Özellikle Kapalıçarşı’ya hayran olan yazar; Çarşı etrafında tamamen sessizlik hâkimdir, kemer kapısına 4 adım kala bile hala ıssız bir yer izlenimi verse bile kapıdan içeri girer girmez nutku tutulur insanın der.

Çarşının içindeki cümbüşten çok etkilenen İtalyan yazar, her sokağında ayrı bir eşyanın çarşısı var ve kulağı sağır edercesine bir kalabalığın dolaştığı hakiki bir şehir olarak tarifler Kapalıçarşı’yı.

Rum tüccarın azametle seslendiğini, Ermeni tüccarın mübalağalı bir hürmet gösterdiğini, Yahudi tüccarın ise satacağı şeyleri kulağına fısıldadığını anlatırken Türk tüccarın ağır başlı tavrından ve ancak gözleriyle davet ettiğinden bahseder. İnsanın gözünü, aklını ve kesesini kaybettirecek kadar zengin ve muhteşem bir çarşı diyerek noktayı koyar.

Seyyahımız Edmondo de Amicis, Topkapı Sarayı girişinde bulunan Üçüncü Ahmet Çeşmesi için de ilginç tasvirlerde bulunur: “… İstanbul’un bütün küçük harikaları arasında ilk sırayı alır.
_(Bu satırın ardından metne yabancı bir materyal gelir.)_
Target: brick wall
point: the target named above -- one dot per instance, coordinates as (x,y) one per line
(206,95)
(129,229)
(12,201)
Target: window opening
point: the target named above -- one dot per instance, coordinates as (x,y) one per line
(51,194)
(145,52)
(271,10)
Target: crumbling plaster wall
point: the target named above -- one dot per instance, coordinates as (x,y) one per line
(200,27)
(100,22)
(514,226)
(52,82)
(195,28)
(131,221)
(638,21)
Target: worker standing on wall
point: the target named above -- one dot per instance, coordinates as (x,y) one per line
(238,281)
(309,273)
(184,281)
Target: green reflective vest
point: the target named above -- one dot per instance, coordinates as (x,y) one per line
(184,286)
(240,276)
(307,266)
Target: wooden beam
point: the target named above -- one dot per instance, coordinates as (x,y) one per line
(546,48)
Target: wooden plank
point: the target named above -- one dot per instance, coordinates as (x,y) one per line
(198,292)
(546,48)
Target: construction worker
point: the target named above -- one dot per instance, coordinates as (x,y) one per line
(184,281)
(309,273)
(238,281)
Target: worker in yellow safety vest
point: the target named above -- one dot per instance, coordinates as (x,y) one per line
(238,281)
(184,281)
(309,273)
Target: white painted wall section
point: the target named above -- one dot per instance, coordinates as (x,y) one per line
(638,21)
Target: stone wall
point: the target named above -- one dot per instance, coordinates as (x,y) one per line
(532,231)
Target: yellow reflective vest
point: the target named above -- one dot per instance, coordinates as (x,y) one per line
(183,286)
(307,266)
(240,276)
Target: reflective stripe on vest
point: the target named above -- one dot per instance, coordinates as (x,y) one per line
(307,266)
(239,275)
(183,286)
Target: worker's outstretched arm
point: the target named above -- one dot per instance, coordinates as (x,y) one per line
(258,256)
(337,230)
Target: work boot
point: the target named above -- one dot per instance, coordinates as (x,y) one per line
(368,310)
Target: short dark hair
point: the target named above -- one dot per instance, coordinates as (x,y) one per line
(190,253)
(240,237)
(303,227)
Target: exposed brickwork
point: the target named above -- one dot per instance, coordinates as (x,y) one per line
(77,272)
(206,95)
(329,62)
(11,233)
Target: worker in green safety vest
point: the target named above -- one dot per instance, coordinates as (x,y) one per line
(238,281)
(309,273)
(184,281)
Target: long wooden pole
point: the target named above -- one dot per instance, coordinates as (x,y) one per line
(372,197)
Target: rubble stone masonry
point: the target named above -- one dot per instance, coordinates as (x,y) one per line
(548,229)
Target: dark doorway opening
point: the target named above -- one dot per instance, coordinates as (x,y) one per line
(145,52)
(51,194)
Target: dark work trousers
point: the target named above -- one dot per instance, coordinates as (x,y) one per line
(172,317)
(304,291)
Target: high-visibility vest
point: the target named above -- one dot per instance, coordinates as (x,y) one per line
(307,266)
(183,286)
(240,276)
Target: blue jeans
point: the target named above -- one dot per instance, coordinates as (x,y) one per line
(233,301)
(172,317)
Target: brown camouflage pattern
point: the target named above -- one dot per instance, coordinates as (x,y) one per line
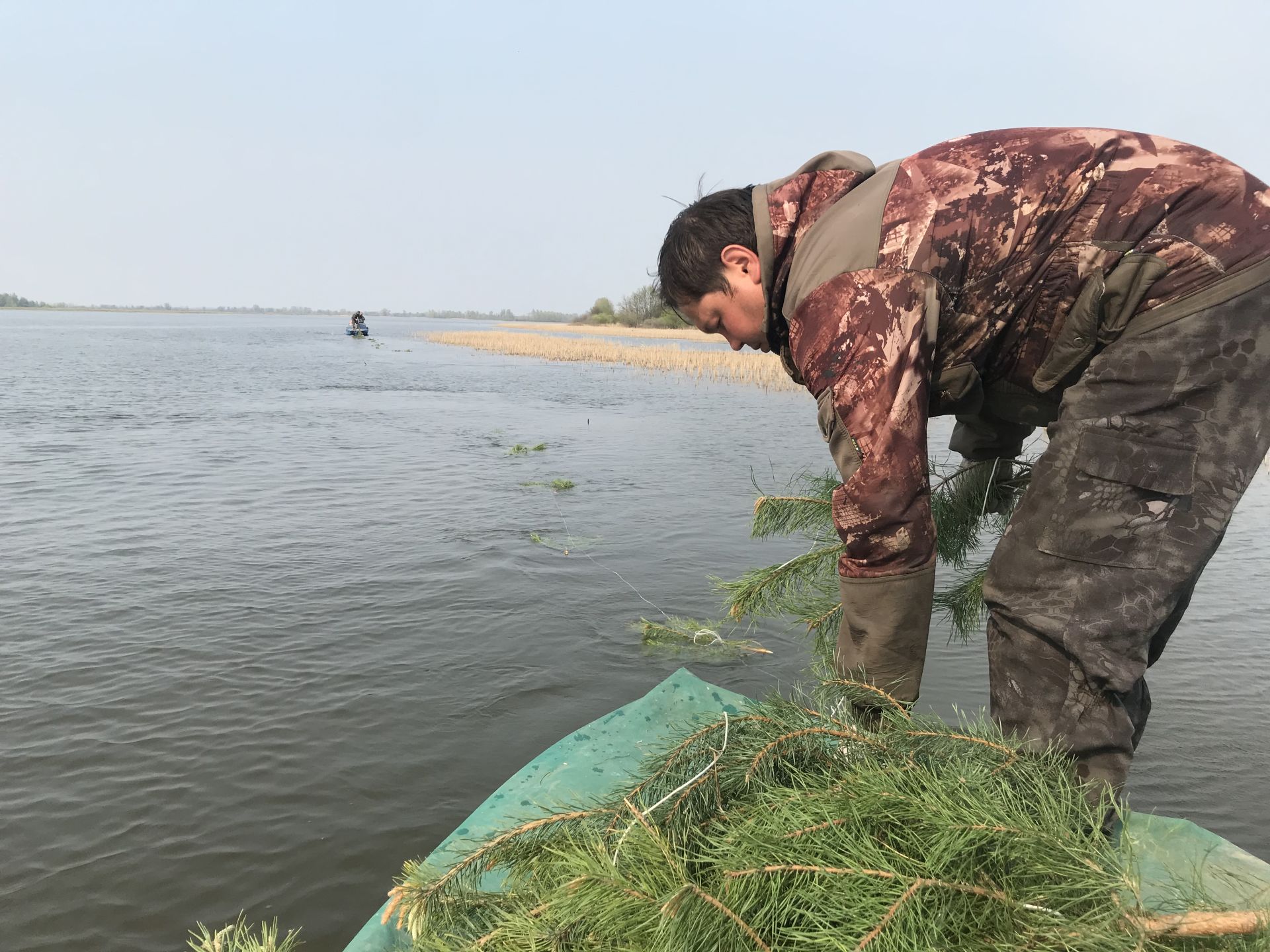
(1007,225)
(1011,222)
(876,360)
(1155,446)
(796,206)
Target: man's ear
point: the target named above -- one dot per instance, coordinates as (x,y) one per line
(743,263)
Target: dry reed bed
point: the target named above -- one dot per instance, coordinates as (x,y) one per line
(619,331)
(715,366)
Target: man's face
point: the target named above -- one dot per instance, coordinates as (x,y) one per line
(737,317)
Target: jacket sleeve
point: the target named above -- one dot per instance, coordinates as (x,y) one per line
(864,343)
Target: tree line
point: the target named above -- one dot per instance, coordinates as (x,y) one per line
(643,307)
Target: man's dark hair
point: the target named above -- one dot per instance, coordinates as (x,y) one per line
(689,266)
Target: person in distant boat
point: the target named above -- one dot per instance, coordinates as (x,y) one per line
(1111,286)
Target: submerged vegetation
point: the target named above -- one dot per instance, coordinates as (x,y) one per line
(525,450)
(240,937)
(715,366)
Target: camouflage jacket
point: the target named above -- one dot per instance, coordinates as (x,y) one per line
(977,278)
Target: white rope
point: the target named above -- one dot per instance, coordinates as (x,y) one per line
(689,782)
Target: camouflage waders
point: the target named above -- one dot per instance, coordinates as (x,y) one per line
(1152,448)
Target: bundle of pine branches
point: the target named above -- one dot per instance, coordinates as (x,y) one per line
(970,506)
(794,826)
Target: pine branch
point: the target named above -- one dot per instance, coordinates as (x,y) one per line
(779,589)
(963,604)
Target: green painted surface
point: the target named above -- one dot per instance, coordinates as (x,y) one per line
(1171,855)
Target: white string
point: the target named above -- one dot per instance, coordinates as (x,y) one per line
(601,564)
(689,782)
(987,493)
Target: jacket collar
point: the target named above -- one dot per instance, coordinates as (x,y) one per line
(784,210)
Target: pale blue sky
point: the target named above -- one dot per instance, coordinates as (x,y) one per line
(489,155)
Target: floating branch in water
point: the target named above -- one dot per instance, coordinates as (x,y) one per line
(574,543)
(680,634)
(558,485)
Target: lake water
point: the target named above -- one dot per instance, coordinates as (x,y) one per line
(272,619)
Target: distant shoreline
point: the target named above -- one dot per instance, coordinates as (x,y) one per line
(265,314)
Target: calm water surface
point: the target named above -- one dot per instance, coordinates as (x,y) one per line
(272,621)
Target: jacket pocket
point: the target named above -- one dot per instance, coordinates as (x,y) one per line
(1118,500)
(956,390)
(842,447)
(1076,338)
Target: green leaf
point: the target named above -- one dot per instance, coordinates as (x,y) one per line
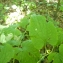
(61,49)
(37,30)
(11,29)
(60,35)
(24,22)
(52,34)
(51,56)
(61,7)
(6,54)
(28,53)
(54,58)
(57,58)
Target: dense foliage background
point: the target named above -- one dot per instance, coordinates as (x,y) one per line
(31,31)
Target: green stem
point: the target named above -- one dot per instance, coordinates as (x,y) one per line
(57,9)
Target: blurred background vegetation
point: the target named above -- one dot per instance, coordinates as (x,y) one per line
(12,11)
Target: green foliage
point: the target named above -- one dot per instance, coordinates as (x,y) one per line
(36,38)
(14,43)
(6,53)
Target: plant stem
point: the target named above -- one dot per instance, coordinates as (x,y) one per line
(57,9)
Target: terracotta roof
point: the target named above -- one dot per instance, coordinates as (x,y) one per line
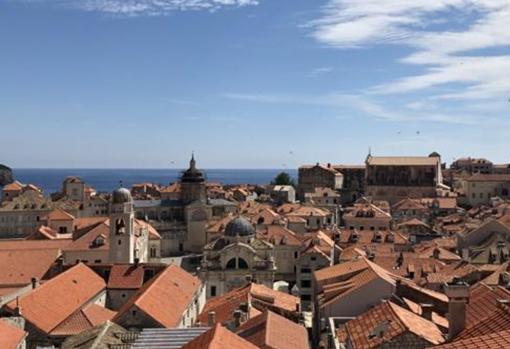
(86,241)
(483,301)
(393,321)
(277,234)
(13,186)
(414,222)
(409,204)
(18,267)
(54,301)
(270,330)
(499,320)
(17,244)
(10,336)
(339,280)
(489,178)
(125,276)
(59,215)
(166,297)
(260,296)
(309,211)
(85,222)
(493,340)
(83,319)
(402,161)
(219,337)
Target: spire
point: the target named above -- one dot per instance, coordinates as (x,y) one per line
(192,163)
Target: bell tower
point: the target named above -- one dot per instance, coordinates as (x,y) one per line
(193,184)
(123,246)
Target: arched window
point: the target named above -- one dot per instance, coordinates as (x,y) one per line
(242,264)
(231,264)
(120,226)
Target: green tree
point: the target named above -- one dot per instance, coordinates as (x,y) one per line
(283,178)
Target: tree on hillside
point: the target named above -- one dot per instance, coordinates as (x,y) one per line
(283,178)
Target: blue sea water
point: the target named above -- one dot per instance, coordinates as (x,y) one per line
(105,180)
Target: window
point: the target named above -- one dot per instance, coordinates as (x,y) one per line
(306,283)
(231,264)
(241,264)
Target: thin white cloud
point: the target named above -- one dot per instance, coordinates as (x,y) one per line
(463,42)
(367,105)
(147,7)
(320,71)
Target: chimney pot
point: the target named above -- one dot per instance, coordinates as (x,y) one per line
(458,296)
(426,310)
(237,318)
(211,318)
(34,282)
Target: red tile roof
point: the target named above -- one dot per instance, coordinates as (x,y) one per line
(18,267)
(489,341)
(83,319)
(393,321)
(260,296)
(54,301)
(166,297)
(270,330)
(59,215)
(219,338)
(125,276)
(17,244)
(499,320)
(483,301)
(10,336)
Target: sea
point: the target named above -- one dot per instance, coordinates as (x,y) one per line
(106,180)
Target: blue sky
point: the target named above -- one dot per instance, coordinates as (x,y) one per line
(251,84)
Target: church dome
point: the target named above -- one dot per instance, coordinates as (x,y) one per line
(121,196)
(239,226)
(192,174)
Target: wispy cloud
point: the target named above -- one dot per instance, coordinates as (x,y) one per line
(471,52)
(370,107)
(147,7)
(320,71)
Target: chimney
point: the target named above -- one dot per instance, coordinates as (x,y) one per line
(502,303)
(237,318)
(211,318)
(34,282)
(426,310)
(17,310)
(458,296)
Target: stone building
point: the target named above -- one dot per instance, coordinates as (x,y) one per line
(181,218)
(472,165)
(479,189)
(318,176)
(21,216)
(127,244)
(237,258)
(353,186)
(395,178)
Bu çeşmede oyulmamış, süslenmemiş, emek verilmemiş bir karış yer yoktur. Bu çeşme cam fanus içinde saklanması gereken bir güzellik, ihtişam ve sabır eseridir; bu sadece göz zevki için yapılmışa benzemez, sanki lezzeti de vardır, insanın ağzına bir lokma atıp içinde ne var diye bakası gelir; ille de açıp, içinde bir çocuk tanrıça mı, devasa bir inci mi, yoksa sihirli bir yüzük mü var diye bakma isteği uyandıran bir mücevher kutusudur.”

Çeşmenin güzelliği karşısında büyülenen De Amicis, heyecandan aşka gelmiş, milyonlarca cümleciği bir anda söylemeye çalışan bir şairden farksızdır:

“Bu çeşme, Türk sanatının en özgün, en gösterişli anıtlarından biridir. Bir anıttan ziyade, romantik bir sultanın aşka geldiği an, insanın alnına kondurduğu mermerden bir mücevherdir. Bana öyle geliyor ki, bu çeşmeyi ancak bir kadın tasvir edebilir. Kalemim bu görüntüyü tasvir edecek kadar ince değil.” diyerek hislerini ifade eder.

De Amicis, Türklerin karakteristik özelliklerinden bahsederken, Avrupalıların Türkler hakkında normal tutum ve davranışlarının doğru olduğunu göstermek gibi bir gayrete de düşmüştür.

İstanbul’a derinlemesine bakmayı bilen İtalyan seyyah, sokakta, çarşıda, yollarda, kahvehanelerde, mesirelerde kendinden önce gelen yabancıların göremediklerini tespit  ederek, bunları kitabına aktarmış ve şehre beraber geldiği ressam arkadaşı Yunk’a ait gravürlerle yazdıklarını zenginleştirmiştir.